Parallel to Maxine’s story is Ada, an 18‑year‑old South Sudanese model and pharmaceutical student played with remarkable sensitivity by Anyier Anei. Discovered by an agency and thrust into the spotlight as the face of Maxine’s short film, Ada navigates the predatory undercurrents of the modeling world with a mix of innocence and determination. Her journey culminates in one of the film’s most powerful sequences: a runway walk that becomes a metaphor for claiming space in an industry that often consumes young women whole. Ada’s arc is the film’s beating heart — a portrait of a newcomer learning to stand upright in a world built to unbalance her.

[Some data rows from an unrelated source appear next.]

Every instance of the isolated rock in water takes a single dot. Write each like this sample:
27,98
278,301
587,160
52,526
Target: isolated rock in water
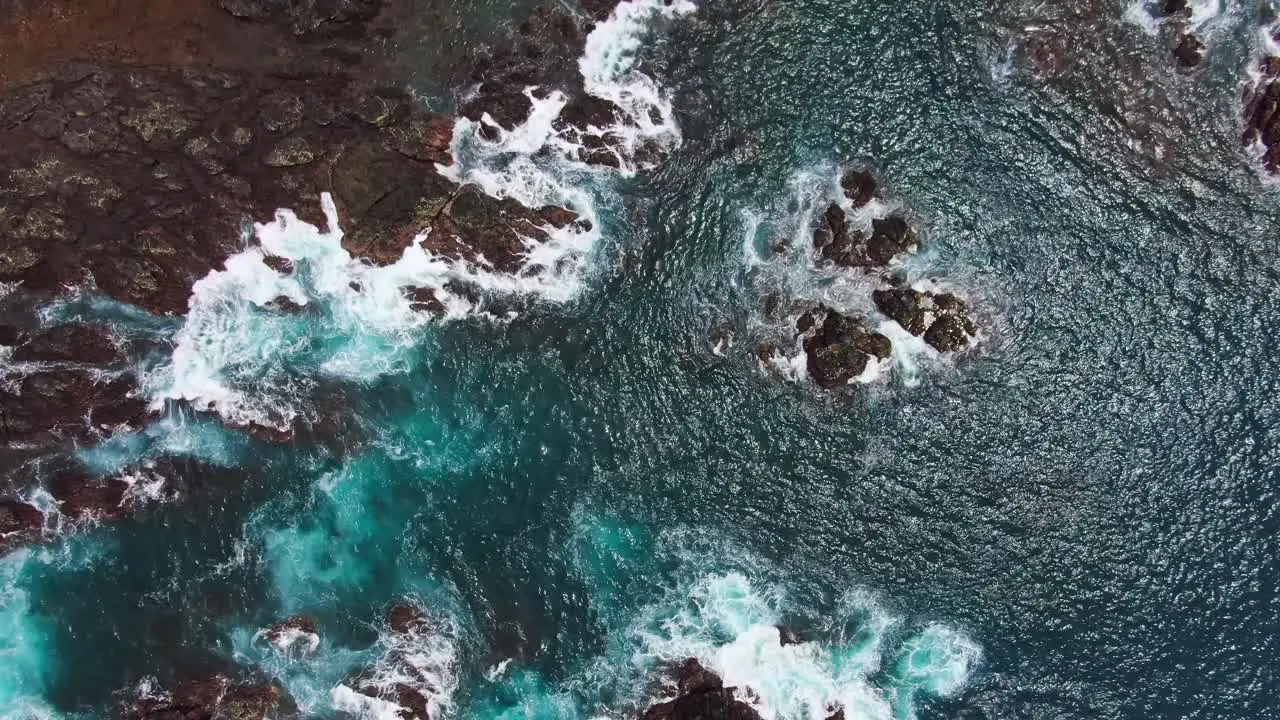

✍️ Angèle’s Voice: Writing Against Silence

Ella Rumpf’s Angèle, a makeup artist and aspiring writer, offers the film its most introspective lens. Her observations — woven into the narrative as voiceover — capture the micro‑aggressions, dismissals, and quiet humiliations that women in creative fields endure daily. When her male editor dismisses her writing as unrealistic, the moment lands with a sting that echoes throughout the film. Angèle’s storyline underscores Winocour’s central thesis: that women’s stories are often questioned, minimized, or reshaped by those who refuse to understand them. Her presence adds texture and emotional resonance, grounding the film’s broader themes in lived experience.

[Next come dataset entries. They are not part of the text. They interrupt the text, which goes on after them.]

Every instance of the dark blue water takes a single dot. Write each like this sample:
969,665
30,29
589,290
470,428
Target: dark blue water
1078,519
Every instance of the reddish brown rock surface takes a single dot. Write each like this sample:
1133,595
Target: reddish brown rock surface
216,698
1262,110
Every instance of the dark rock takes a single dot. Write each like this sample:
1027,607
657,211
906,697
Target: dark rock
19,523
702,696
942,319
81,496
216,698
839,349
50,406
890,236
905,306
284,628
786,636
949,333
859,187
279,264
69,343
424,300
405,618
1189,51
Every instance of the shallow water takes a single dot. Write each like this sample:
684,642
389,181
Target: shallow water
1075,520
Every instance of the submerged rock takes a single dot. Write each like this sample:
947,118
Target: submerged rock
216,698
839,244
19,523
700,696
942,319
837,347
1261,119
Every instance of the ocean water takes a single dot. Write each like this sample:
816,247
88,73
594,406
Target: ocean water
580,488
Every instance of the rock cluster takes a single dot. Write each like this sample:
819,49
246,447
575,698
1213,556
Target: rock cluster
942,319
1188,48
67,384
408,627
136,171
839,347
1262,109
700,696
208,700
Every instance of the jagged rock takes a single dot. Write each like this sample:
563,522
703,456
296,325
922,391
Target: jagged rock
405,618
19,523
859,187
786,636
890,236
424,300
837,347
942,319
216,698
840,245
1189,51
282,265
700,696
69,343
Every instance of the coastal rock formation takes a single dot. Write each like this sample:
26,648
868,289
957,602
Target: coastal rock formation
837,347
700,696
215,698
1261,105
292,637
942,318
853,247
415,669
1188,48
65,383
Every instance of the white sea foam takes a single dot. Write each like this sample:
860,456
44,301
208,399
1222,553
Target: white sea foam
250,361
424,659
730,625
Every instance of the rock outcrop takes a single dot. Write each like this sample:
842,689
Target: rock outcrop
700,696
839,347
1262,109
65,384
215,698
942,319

🎬 Jolie’s Performance and Winocour’s Direction

Jolie delivers one of the most layered performances of her career — a portrayal shaped not only by craft but by personal history. Having undergone a double mastectomy in 2013 and having lost both her mother and grandmother to cancer, she brings a lived‑in authenticity to Maxine’s fear, resilience, and refusal to be diminished. Winocour, meanwhile, directs with a fluid, atmospheric touch, moving between perspectives with a dreamlike rhythm. Her use of gothic imagery — foggy forests, vampiric symbolism, chiaroscuro lighting — elevates the film beyond realism, turning Fashion Week into a haunted stage where personal demons walk beside models and designers.

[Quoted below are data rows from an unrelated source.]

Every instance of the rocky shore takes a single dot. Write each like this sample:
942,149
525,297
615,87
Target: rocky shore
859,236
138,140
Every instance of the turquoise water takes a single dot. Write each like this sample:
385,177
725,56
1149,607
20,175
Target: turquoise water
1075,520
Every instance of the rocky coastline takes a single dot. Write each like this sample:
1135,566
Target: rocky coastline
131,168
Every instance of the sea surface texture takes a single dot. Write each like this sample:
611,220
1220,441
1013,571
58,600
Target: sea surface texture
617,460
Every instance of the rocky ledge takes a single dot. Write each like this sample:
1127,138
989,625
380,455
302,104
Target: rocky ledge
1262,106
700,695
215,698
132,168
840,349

🧵 The Film’s Stitching: Imperfections and Impact

Couture is not without flaws. Its roundabout structure occasionally slows the pacing, and some character threads feel underdeveloped. Yet the film’s emotional clarity, its commitment to portraying women’s inner lives, and its atmospheric craftsmanship make it a compelling work. Winocour’s ability to glide between horror aesthetics and intimate drama gives the film a distinctive voice. In the end, Couture is less about fashion than about the women who survive within its orbit — women who, like Maxine, Ada, and Angèle, are constantly stitching themselves back together in order to keep creating, keep moving, keep living.

FilmCraft 🎬 WomenCreating 🧵 FashionWeek ✨ VoicesUnfolding 🖋️ GothicGlow 🖤

Creative Power

The Body as Workspace: women’s creative strength beneath the spotlight
One of the film’s most revealing, little‑noticed insights is how Couture quietly reframes Fashion Week as a place where women’s bodies become workspaces long before they become images. Maxine’s illness, Ada’s exploitation, and Angèle’s silenced voice all point to the same hidden truth: in this industry, a woman’s body is never just hers. It is a site of labor, projection, discipline, and sometimes violence — yet the film shows how each woman slowly reclaims authorship over that body, not through spectacle, but through small, private acts of resistance. This undercurrent turns Couture into a story not about fashion, but about the invisible negotiations women make every day to stay whole in systems designed to fragment them.